Experimental program
Comparison scheme
Effect test

Embodiment 1

[0031] Example 1 Preparation of cell pool A and monoclonal screening of cell pool A for stable cell lines with high expression

[0032] 1. Construction of expression constructs

[0033] Referring to WO 2007 / 014162 A2 patent and GS Xceed TM The Gene Expression System (purchased from Lonza Company) was used to independently prepare the Anti-VEGF humanized antibody GS double gene expression vector.

[0034] 2. Transfection of Mammalian Cells

[0035] use HiPure Plasmid DNA Purification Kit (Invitrogen, K2100-04) was used to extract the double-gene expression vector of Anti-VEGF humanized antibody, linearized and purified by PvuI (TaKaRa, 1242A), and the total amount of 40 μg DNA / electroporation system was used CHOK1SV GS-KO cells (Lonza, GS Xceed TM GeneExpression System), resuspend the cells after three electric shocks in a 125mL conical culture flask (corning, 431143-50EA) containing 30mL CD CHO Medium (Invitrogen, 12490-25), 140rmp, 37°C, 8.0% CO 2 Shaking culture under c...

Embodiment 2

[0073] Example 2 Preparation of Cell Pool B and Cell Pool B Monoclonal Screening for High Expression Stable Cell Lines

[0074] 1. Construction of expression constructs

[0075] Referring to WO 2007 / 014162A2 patent and GS Xceed TM The Gene Expression System (purchased from Lonza Company) was used to independently prepare the Anti-VEGF humanized antibody GS double gene expression vector.
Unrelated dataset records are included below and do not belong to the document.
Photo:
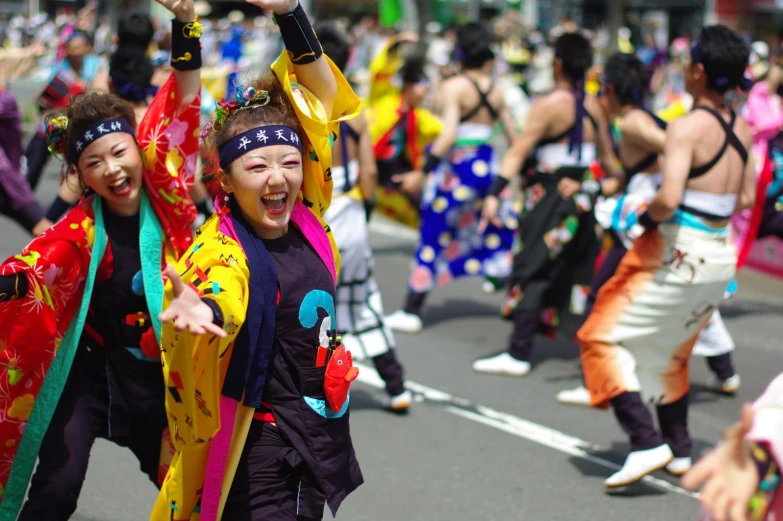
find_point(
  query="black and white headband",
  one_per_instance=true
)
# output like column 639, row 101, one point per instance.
column 258, row 137
column 97, row 131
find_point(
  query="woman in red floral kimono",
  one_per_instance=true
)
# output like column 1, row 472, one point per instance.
column 79, row 334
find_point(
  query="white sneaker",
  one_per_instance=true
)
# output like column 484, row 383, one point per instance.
column 502, row 364
column 679, row 466
column 728, row 386
column 579, row 397
column 405, row 322
column 638, row 464
column 398, row 404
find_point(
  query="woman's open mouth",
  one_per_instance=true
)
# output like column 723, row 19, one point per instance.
column 121, row 187
column 275, row 203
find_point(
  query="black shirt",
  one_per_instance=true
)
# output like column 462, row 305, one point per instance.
column 306, row 297
column 294, row 385
column 118, row 312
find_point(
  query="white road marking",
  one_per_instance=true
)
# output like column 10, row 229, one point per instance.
column 514, row 425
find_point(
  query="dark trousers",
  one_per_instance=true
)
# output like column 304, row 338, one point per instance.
column 272, row 483
column 37, row 155
column 636, row 421
column 526, row 324
column 82, row 415
column 390, row 370
column 771, row 220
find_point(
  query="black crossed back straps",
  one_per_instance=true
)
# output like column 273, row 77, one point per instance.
column 649, row 160
column 731, row 139
column 483, row 102
column 567, row 132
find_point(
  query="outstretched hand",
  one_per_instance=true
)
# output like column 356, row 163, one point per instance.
column 278, row 6
column 727, row 476
column 184, row 10
column 187, row 311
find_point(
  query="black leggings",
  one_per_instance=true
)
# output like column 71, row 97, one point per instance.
column 270, row 482
column 82, row 416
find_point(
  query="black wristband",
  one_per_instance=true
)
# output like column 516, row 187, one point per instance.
column 647, row 222
column 217, row 319
column 185, row 45
column 13, row 286
column 498, row 185
column 430, row 163
column 300, row 40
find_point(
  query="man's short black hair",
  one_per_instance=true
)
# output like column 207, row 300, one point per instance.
column 412, row 71
column 135, row 29
column 724, row 55
column 131, row 71
column 629, row 77
column 474, row 40
column 576, row 54
column 335, row 42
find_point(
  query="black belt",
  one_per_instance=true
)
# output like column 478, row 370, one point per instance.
column 547, row 179
column 704, row 215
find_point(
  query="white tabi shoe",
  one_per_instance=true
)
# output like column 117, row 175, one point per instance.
column 405, row 322
column 679, row 466
column 398, row 404
column 728, row 386
column 503, row 363
column 579, row 397
column 638, row 464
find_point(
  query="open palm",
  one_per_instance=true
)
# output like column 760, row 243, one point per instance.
column 187, row 311
column 727, row 476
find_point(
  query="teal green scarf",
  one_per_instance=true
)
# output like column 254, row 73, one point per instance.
column 151, row 250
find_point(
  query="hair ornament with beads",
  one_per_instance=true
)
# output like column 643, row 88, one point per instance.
column 243, row 99
column 56, row 126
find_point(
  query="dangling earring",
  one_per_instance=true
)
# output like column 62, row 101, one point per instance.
column 225, row 208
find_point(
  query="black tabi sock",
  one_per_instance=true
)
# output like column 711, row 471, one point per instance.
column 636, row 421
column 414, row 302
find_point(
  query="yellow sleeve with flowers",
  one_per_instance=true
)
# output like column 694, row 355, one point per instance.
column 321, row 130
column 194, row 366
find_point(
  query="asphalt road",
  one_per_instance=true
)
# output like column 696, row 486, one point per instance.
column 477, row 446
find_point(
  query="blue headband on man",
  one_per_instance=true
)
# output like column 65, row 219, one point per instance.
column 264, row 136
column 97, row 131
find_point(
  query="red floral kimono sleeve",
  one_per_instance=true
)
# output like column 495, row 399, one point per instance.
column 168, row 135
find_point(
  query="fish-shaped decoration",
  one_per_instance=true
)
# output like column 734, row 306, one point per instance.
column 340, row 372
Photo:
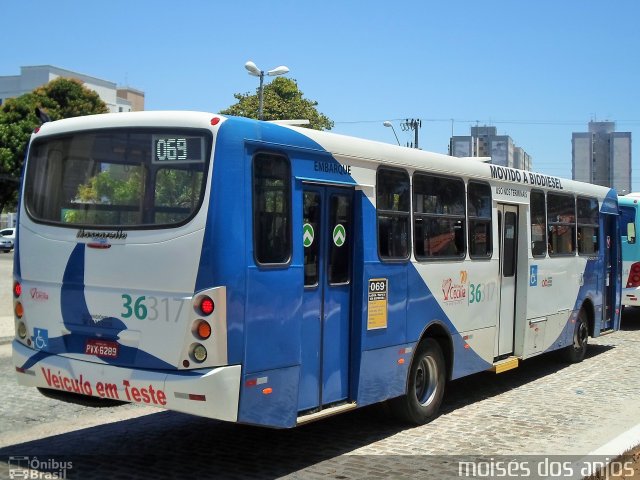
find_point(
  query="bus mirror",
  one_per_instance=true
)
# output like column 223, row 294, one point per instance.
column 631, row 233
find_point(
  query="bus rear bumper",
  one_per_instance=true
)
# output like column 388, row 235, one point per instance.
column 631, row 297
column 211, row 392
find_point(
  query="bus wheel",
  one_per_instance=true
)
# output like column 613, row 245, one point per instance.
column 575, row 352
column 426, row 384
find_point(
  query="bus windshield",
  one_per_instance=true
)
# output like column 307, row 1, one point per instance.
column 117, row 178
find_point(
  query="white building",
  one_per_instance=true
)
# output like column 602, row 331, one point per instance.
column 117, row 99
column 485, row 142
column 602, row 156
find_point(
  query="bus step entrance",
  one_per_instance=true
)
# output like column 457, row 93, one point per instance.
column 503, row 365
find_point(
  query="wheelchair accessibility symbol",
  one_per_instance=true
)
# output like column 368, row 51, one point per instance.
column 40, row 338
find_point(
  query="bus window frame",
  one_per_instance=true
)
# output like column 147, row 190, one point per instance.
column 408, row 214
column 489, row 254
column 463, row 255
column 545, row 239
column 595, row 225
column 289, row 197
column 550, row 224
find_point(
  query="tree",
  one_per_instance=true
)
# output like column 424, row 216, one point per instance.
column 60, row 98
column 282, row 101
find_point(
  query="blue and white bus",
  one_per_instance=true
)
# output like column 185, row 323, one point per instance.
column 629, row 219
column 267, row 274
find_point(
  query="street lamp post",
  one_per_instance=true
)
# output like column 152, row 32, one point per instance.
column 256, row 72
column 387, row 123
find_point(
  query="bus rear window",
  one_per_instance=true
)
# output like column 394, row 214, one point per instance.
column 117, row 178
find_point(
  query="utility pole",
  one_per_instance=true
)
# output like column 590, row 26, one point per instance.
column 412, row 124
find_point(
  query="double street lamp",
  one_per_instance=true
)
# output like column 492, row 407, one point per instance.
column 256, row 72
column 387, row 123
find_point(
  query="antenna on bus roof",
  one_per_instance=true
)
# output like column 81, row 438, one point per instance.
column 42, row 115
column 291, row 122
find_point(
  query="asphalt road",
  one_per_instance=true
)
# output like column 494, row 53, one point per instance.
column 6, row 272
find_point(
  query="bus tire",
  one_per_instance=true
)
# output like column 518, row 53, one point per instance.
column 425, row 388
column 575, row 352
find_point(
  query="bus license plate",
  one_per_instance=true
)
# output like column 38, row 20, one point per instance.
column 101, row 348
[0076] 2. Transfection of Mammalian Cells

[0077] use HiPure Plasmid DNA Purification Kit (Invitrogen, K2100-04) was used to extract the double-gene expression vector of Anti-VEGF humanized antibody, linearized and purified by PvuI (TaKaRa, 1242A), and the total amount of 40 μg DNA / electroporation system was used CHOK1SV GS-KO cells (Lonza, GS Xceed TM GeneExpression System), resuspend the cells after three electric shocks in a 125mL conical culture flask (corning, 431143-50EA) containing 30mL CD CHO Medium (Invitrogen, 12490-25), 140rmp, 37°C, 8.0% CO 2 Shaking culture under condition...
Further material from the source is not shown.